Baumängel: Warum Fristen wichtig sind

Der Besteller einer Holzpelletheizung hatte massive Probleme mit seiner neuen Heizanlage, die immer wieder ausfiel. Er beanstandete dies wiederholt bei der Firma, die ihm die Anlage eingebaut hatte. Firmenmitarbeiter waren mehrfach vor Ort, um die Mängel abzustellen. Doch wie es manchmal so ist: Immer wenn die Installateure da waren, funktionierte die Heizung einwandfrei. Dennoch wurden kleinere Fehler behoben. Es hieß, nur die ursprüngliche Installation der sog. Pelletschnecke sei fehlerhaft gewesen. Diesen Mangel hatte der Besteller aber selbst im April 2012 behoben.

Erst im Juni 2012 setzte der Besteller eine Frist für die Beseitigung der Mängel. Der vom Gericht bestellte Sachverständige konnte im Ortstermin gemäß später erstellten Gutachtens keine Mängel mehr feststellen – der Besteller hatte sie ja nach eigenen Angaben behoben.
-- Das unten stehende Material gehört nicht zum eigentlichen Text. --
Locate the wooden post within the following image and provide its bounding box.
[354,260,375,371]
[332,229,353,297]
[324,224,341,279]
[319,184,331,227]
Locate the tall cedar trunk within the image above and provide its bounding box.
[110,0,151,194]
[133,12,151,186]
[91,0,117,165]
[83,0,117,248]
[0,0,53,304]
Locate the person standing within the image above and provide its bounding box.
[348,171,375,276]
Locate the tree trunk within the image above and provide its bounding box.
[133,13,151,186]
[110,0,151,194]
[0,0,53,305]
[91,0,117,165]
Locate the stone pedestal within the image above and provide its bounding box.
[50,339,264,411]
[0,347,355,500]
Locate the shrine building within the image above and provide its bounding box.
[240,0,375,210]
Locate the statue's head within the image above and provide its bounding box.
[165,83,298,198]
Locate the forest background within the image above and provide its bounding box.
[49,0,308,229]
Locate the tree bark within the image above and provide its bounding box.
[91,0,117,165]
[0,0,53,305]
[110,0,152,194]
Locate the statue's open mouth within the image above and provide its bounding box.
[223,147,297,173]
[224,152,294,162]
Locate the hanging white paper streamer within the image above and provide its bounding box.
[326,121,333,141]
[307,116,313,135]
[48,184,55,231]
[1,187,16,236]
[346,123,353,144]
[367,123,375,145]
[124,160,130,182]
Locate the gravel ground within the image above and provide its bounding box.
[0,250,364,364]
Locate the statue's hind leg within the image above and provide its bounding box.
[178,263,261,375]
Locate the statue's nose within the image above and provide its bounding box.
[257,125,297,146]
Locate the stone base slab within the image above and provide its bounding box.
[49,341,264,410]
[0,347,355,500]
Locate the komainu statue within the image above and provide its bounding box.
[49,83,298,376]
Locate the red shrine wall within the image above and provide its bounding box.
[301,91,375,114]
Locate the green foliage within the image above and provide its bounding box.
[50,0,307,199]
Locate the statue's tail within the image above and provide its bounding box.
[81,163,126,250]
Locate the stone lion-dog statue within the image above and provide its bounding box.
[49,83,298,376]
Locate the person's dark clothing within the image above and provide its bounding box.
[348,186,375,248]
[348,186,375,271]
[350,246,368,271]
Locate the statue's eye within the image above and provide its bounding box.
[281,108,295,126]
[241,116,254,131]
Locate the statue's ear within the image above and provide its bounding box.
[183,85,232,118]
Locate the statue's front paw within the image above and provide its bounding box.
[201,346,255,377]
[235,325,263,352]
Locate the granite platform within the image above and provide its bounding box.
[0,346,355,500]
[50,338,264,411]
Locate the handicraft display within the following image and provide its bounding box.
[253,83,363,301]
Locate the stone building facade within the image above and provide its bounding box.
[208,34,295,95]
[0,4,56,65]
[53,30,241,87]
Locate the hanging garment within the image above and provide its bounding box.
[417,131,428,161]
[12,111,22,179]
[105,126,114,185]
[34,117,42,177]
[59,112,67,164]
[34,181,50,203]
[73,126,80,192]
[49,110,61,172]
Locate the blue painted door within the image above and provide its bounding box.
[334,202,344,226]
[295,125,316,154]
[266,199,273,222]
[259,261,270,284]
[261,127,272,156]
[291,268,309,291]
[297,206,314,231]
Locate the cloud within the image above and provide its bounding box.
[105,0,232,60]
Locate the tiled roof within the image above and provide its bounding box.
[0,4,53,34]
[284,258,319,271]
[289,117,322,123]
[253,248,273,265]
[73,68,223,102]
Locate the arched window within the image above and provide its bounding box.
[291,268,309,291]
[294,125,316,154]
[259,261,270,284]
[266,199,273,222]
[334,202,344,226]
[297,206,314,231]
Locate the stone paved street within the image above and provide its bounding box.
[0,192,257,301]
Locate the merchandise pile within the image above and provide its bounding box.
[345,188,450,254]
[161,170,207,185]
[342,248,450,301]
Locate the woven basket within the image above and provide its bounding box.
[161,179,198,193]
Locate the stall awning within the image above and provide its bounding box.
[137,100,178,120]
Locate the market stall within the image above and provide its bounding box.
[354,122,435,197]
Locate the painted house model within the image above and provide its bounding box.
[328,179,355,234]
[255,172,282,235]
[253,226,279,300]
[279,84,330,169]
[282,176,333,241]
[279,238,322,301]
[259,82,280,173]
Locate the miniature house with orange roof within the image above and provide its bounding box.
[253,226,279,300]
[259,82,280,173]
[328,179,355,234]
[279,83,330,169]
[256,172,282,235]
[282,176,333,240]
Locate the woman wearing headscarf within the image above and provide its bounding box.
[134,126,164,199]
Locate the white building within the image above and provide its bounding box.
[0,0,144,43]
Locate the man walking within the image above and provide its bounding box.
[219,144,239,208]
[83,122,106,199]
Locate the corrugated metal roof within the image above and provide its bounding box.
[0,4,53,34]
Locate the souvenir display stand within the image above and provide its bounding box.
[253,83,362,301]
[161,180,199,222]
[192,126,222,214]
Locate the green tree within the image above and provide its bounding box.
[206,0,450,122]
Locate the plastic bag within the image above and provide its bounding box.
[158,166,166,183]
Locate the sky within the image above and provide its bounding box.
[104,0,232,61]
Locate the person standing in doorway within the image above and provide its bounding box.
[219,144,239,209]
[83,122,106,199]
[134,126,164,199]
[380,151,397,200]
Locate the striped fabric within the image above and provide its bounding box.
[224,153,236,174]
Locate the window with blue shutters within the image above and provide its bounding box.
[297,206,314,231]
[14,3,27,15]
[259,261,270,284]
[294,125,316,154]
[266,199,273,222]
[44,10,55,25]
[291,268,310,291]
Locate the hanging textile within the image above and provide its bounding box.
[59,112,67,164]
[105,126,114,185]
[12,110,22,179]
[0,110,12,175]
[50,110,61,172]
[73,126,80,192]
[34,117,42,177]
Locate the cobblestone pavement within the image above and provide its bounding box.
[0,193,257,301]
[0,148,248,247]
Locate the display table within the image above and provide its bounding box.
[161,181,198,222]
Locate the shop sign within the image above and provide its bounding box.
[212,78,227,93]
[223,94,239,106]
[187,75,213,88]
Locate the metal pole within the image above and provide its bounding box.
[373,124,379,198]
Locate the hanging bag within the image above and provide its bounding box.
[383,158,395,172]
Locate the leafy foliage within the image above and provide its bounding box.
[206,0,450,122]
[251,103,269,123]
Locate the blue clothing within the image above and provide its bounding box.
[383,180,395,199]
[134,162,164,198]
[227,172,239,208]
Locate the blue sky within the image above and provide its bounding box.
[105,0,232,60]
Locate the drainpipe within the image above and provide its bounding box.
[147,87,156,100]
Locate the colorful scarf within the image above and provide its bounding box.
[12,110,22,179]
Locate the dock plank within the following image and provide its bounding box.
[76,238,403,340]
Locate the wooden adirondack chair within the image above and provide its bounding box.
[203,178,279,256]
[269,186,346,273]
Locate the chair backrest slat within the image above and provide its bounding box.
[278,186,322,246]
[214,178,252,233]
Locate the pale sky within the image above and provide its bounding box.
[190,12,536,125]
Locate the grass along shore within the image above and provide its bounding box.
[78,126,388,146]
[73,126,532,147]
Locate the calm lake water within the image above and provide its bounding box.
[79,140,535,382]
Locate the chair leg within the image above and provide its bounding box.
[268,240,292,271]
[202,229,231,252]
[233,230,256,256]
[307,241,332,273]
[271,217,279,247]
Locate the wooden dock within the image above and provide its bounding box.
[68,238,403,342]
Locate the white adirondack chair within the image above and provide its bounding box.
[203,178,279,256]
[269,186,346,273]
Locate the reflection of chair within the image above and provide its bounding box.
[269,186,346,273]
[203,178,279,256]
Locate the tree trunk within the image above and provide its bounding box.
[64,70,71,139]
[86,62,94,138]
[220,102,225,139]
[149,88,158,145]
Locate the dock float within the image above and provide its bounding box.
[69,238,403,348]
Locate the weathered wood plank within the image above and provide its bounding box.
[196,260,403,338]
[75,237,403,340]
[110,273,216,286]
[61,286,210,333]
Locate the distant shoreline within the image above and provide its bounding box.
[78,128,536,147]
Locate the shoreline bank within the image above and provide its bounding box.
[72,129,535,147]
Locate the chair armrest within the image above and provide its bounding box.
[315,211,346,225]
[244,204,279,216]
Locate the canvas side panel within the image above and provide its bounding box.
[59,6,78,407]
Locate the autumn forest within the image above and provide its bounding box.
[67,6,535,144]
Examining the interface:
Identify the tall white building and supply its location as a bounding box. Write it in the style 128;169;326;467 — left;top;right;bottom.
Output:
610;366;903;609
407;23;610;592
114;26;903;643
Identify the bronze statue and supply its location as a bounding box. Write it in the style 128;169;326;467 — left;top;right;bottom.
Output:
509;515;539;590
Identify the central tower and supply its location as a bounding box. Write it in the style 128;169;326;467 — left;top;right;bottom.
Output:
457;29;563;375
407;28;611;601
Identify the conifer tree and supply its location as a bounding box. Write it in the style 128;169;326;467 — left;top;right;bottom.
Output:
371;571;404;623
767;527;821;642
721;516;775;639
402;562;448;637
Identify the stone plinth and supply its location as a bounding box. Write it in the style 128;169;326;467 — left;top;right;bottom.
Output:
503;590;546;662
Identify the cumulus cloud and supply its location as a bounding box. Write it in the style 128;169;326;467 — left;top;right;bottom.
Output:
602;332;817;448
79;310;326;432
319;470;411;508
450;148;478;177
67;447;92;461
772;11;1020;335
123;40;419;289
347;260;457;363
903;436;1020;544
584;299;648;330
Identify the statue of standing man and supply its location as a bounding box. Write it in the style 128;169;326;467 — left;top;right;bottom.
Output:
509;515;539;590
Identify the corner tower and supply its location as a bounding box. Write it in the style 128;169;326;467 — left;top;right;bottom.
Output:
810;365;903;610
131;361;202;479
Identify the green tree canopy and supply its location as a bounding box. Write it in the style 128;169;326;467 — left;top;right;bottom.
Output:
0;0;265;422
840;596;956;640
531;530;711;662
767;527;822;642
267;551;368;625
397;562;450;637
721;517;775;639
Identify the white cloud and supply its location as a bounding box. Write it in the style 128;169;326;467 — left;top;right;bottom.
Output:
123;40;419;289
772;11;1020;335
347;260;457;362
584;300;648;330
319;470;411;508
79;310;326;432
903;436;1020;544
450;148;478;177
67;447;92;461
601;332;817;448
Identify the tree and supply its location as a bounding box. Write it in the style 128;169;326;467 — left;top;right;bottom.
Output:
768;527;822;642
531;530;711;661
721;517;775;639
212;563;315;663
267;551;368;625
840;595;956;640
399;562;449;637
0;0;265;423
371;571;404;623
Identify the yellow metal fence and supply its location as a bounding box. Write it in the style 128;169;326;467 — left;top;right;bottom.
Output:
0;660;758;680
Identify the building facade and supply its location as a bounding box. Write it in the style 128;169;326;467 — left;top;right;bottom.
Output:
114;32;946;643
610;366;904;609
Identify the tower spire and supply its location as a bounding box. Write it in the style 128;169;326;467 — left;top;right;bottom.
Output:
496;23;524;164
Dennoch verklagte der Besteller die Heizungsfirma auf Rückabwicklung des Vertrages, hilfsweise auf Schadensersatz in jeweils fünfstelliger Höhe.

Nachdem der Besteller vor dem Landgericht Koblenz verloren hatte, ist auch die Berufung vor dem Oberlandesgericht erfolglos verlaufen. Der Bundesgerichtshof hat die Nichtzulassung der Revision durch Beschluss zurückgewiesen (VII ZR 147/15).

Entscheidend ist letztlich, dass der Besteller der Heizungsfirma nicht die Gelegenheit gegeben hat, die Mängel wirklich zu beseitigen. Die im Juni 2012 gesetzte Frist war sinnlos, weil zu diesem Zeitpunkt gar keine Fehler der Anlage mehr bestanden haben. Eine Frist ist so zu setzen, dass der Werkunternehmer wirklich noch die Möglichkeit hat, selbst die Fehler seines Gewerks zu beheben. Daran fehlte es hier.

In Bausachen ist nur anzuraten, der Firma rechtzeitig eine angemessene Frist für die Mängelbeseitigung zu setzen, in der die Mängel präzise beschrieben werden. Erst nach Ablauf dieser Frist sollte der Besteller mit der Mängelbeseitigung beginnen.